Unless you live in a gated community, or an extremely affluent town surrounded by other affluent towns (and maybe not even then), you have people without homes sleeping rough all around you.
- Sometimes people throw up a tent or a tarp or two in public parks, riverbanks or behind abandoned stores. Survival there depends on remaining absolutely unnoticed, or noticed by only a few people who, for whatever reason, leave them alone.
- Larger, more visible communities often spring up in semi-public places-- under a bridge, in a field, in the parking lot of a deserted mall. People wind up there because they've seen or heard about it. Some people have been kicked out of a shelter while others wouldn't be caught dead in one. Mostly these encampments operate with no structure, little structure or with a set of standards that are hard to enforce.
- Other, more structured tent city communities often are started by homeless people with some political awareness or who work in conjunction with a sympathetic, organized group or church.

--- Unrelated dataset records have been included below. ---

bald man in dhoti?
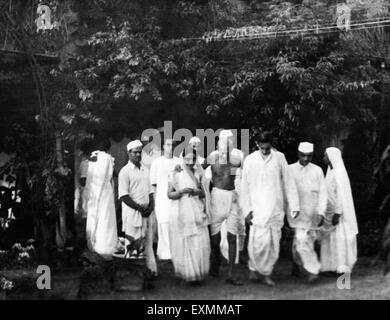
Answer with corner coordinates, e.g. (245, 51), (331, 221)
(188, 137), (205, 165)
(241, 133), (299, 286)
(205, 130), (244, 285)
(150, 139), (180, 260)
(287, 142), (327, 282)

These communities, like the recent New Orleans tent city, often have political goals as well as meeting the immediate shelter needs of their residents.
At yesterday's Arise meeting, I heard about a woman who was kicked out of the Friends of the Homeless shelter for three days because she allegedly was turning tricks behind the building. She was banned from the overnight shelter too, because that shelter is also run by the Friends. So that's it for homeless women in Springfield-- nowhere else to go, now that the Warming Place has closed. The next two closest shelters that take women are fifteen and twenty miles away and may or may not have room, and whatever you may or may not think about her behavior, being unsheltered is especially dangerous for women. If she knew any of the people tenting out last night, that's probably where she went.